Wheat for March delivery advanced as much as 0.5 percent to $7.9625 a bushel on the Chicago Board of Trade, and was at $7.945 at 2:42 p.m. Paris time. Milling wheat traded on NYSE Liffe in the French capital for delivery the same month rose 0.4 percent to close at 254.50 euros ($336.47) a metric ton.
The Volga region accounts for about 26 percent of Russia’s wheat production, while the Southern District region grows about 28 percent of the country’s crop, U.S. Department of Agriculture data show.
Chicago wheat futures fell 2.7 percent last week and have slumped 8.1 percent this month, on track for the biggest monthly slide since September 2011. Wheat in Chicago has still gained 22 percent this year, the best performance on the Standard & Poor’s GSCI Index of 24 commodities this year, as drought in Russia and Ukraine reduced export supplies.
“U.S. wheat prices are extremely competitive and increasing export sales activity is likely to develop and buying interest is likely to shift to the U.S.,” wrote Duane Lowry, publisher of Early Market News in Maynard, Iowa.
Soybeans rose 0.2 percent to $14.3175 a bushel. The oilseed lost 4.2 percent last week, the first drop in five.
“It is difficult to build conviction and interest during the last trading week of the year,” Lowry said. “All markets are poised for full recovery of recent declines during the next several weeks, but speed of recovery is in question.’

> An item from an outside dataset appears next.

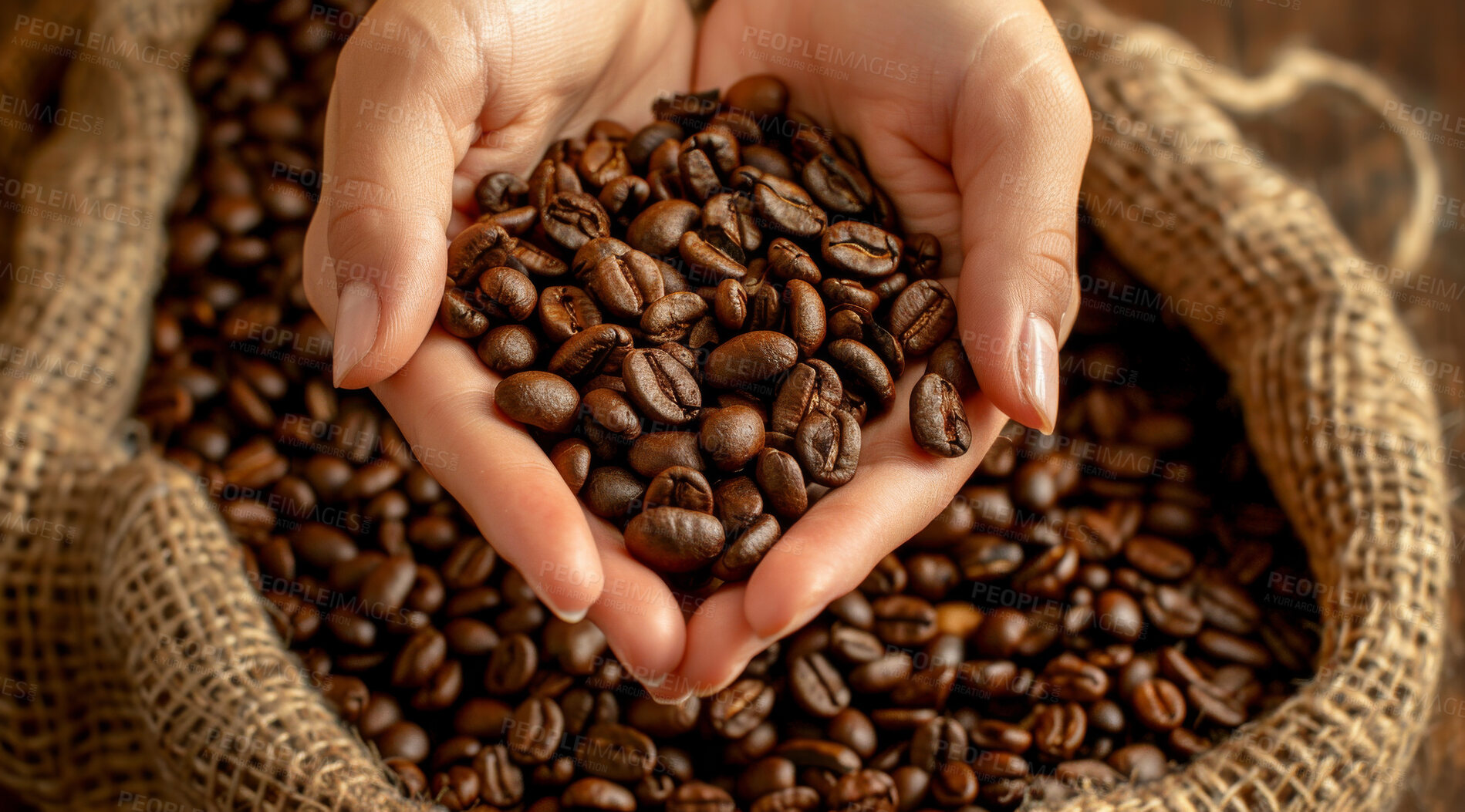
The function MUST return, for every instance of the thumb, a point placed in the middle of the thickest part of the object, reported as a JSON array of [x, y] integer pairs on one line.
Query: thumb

CBOT grain-futures trading will end at noon local time today ahead of the Christmas holiday and remain closed tomorrow. Derivatives trading on NYSE Liffe halted early today and markets will remain closed on Dec. 25 and 26 before trading resumes on Dec. 27.
Corn for March delivery increased 0.5 percent to $7.0525 a bushel, set for a 6.3 percent drop this month, which would be a fifth consecutive loss. Corn, which surged to a record in August, has advanced 9.1 percent this year.